Figure 8. Importin α5 reduces importin β1-mediated nuclear import of NDV M protein. (A and B) Effects of importin β1 or importin α5 RNAi on the expression of endogenous importin β1 or importin α5, respectively. DF-1 cells were transfected with importin β1 or importin α5 siRNA (#1-3) or control siRNA. After 48 h transfection, cell lysates were prepared and examined by Western blot with anti-importin β1 or anti-importin α5 antibody. Endogenous GAPDH expression was used as internal control. (C) DF-1 cells were transfected with importin β1 siRNA or importin α5 siRNA or control siRNA. Forty-eight hours after transfection, cells were infected with rSS1GFP at an MOI of 1. The subcellular localization of NDV M protein in virus-infected DF-1 cells was detected at 6 hpi and 12 hpi, respectively. DAPI was used to stain nuclei. Original magnification was 1 × 200. (D) Immunoblot analysis of the intracellular distribution of M in importin β1 siRNA- or importin α5 siRNA- or control siRNA-treated DF-1 cells. N represents the nucleus and C represents the cytoplasm.

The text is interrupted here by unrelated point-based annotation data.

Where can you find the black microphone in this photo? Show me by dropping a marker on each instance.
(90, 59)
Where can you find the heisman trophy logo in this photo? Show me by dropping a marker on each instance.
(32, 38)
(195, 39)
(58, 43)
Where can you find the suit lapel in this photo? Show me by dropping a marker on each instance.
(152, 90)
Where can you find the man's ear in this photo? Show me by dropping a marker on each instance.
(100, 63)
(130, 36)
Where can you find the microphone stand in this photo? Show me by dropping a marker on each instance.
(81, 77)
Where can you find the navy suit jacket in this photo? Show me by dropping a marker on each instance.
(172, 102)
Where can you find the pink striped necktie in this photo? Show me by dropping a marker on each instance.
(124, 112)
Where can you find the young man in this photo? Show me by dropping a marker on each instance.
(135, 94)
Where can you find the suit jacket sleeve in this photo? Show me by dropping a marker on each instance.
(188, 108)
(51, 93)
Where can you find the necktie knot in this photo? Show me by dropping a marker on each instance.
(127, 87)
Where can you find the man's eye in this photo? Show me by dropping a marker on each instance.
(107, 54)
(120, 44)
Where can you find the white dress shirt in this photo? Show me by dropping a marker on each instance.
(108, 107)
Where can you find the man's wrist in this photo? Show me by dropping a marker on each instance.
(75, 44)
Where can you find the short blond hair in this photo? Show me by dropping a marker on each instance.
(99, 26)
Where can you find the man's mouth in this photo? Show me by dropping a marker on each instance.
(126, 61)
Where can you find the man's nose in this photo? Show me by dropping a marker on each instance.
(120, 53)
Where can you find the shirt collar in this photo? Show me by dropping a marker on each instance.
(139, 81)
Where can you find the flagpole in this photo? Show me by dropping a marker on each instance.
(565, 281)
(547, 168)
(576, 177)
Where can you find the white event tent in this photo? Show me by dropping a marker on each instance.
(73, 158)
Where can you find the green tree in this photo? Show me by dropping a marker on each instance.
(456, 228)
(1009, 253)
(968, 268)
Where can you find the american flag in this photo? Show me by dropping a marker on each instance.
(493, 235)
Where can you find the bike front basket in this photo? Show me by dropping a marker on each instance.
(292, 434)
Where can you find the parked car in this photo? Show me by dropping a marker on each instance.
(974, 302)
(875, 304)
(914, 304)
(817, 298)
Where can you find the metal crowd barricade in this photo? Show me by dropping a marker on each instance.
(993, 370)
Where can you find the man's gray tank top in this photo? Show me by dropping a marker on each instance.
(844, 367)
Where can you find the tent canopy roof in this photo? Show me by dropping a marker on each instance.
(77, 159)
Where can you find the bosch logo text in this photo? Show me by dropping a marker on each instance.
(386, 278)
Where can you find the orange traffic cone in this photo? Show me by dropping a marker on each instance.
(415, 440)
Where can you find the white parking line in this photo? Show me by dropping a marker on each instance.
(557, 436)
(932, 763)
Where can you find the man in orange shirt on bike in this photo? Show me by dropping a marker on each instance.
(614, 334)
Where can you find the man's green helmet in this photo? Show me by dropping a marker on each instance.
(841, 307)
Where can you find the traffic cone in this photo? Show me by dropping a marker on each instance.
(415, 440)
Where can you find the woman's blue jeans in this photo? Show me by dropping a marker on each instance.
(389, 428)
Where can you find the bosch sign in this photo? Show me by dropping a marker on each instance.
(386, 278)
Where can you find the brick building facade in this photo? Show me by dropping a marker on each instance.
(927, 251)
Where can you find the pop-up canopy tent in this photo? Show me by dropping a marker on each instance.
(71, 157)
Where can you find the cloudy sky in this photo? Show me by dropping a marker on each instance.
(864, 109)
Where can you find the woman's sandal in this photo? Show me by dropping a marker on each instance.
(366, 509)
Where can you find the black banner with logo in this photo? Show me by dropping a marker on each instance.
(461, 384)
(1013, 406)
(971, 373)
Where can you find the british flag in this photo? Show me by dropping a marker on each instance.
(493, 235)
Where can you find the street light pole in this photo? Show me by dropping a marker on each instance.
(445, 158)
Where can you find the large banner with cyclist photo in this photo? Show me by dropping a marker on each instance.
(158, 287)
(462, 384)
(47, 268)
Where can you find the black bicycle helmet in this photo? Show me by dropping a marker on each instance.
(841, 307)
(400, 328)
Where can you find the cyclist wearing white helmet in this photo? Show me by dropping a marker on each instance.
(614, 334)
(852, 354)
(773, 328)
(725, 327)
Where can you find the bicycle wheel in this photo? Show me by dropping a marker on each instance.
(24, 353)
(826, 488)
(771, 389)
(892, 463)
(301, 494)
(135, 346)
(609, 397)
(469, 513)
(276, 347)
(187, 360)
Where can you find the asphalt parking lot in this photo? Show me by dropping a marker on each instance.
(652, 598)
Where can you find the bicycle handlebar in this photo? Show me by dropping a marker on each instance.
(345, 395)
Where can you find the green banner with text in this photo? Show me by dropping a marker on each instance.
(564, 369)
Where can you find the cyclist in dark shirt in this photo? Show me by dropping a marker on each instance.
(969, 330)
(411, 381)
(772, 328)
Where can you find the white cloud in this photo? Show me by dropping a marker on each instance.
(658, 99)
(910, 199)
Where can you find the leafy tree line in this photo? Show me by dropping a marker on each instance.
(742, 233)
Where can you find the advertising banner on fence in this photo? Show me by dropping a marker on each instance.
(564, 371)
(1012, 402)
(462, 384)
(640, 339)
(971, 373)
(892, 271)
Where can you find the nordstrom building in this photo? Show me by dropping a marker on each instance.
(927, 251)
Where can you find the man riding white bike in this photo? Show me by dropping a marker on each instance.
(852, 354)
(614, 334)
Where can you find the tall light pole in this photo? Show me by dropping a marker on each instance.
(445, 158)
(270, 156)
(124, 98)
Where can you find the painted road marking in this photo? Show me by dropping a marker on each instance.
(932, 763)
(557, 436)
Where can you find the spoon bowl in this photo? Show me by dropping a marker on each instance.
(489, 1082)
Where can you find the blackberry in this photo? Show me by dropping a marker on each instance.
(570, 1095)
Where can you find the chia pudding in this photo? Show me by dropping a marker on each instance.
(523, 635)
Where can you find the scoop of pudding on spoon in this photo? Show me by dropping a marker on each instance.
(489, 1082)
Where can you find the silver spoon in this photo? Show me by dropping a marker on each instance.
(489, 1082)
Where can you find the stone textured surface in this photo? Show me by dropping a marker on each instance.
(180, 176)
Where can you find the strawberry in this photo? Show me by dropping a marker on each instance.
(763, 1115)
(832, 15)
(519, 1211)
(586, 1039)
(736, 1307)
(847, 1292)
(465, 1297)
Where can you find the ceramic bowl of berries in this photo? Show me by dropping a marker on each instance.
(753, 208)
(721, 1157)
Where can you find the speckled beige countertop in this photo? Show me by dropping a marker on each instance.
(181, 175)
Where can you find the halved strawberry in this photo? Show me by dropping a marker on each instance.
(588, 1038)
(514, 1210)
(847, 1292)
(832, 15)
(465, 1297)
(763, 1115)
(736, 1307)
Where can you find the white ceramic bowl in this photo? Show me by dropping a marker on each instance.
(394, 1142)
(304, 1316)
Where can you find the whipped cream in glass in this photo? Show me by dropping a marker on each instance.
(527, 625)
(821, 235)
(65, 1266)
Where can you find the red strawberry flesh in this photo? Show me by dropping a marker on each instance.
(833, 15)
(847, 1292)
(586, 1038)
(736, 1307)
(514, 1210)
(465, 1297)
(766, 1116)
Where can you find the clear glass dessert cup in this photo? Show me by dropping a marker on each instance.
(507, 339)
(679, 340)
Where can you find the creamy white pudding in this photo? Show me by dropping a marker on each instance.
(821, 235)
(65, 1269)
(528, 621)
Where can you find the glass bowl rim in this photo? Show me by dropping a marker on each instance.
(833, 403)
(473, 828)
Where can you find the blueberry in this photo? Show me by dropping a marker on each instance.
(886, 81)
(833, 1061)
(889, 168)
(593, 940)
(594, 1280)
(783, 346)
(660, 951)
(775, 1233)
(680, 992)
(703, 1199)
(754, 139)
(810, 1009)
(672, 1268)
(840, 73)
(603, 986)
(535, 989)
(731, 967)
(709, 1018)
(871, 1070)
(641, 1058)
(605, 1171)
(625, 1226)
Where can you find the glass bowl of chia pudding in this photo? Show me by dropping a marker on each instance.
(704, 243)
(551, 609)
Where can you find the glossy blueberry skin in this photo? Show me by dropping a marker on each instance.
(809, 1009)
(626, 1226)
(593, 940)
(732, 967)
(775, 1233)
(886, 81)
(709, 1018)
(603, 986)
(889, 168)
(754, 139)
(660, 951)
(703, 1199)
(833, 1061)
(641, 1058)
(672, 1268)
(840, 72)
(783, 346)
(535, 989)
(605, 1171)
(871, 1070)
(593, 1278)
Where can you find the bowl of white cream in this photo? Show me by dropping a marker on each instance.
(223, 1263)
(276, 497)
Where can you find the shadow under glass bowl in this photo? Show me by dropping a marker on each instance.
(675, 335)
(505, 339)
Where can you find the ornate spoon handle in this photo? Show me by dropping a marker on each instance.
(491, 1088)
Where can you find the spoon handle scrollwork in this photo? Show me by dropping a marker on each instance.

Figure 9. Importin α5 decreases importin β1-participated NDV replication and pathogenicity. (A) Normal cells, RNAi control cells, importin β1-RNAi cells and importin α5-RNAi cells were infected with rSS1GFP at an MOI of 1. Twenty-four hours after infection, the CPE was observed under phase-contrast microscope. (B) The expression of GFP obtained from (A) was observed under fluorescence microscope and detected by Western blotting. (C and D) Normal cells, RNAi control cells, importin β1-RNAi cells and importin α5-RNAi cells were infected with rSS1GFP at an MOI of 1. At different time points (6, 12, 24, 48 and 72 hpi), the viral loads in the cell culture supernatants (C) and cell pellets (D) were determined by TCID50 in DF-1 cells. The graphs showed the average of viral titers in DF-1 cells from three independent experiments. (E and F) qRT-PCR was used to examine the mRNA expression levels of NDV M gene in the cell culture supernatants (E) and cell pellets (F) obtained from (C) and (D) at 24 h post-infection, respectively. The graphs showed the average of mRNA levels of NDV M gene in DF-1 cells from three independent experiments. P values < 0.001 are represent with### and p values <0.01 are represent with ##.
Figure 10. The schematic diagram of the negative regulation role of importin α5 in importin β1-mediated nuclear import of M protein and the replication and pathogenicity of NDV.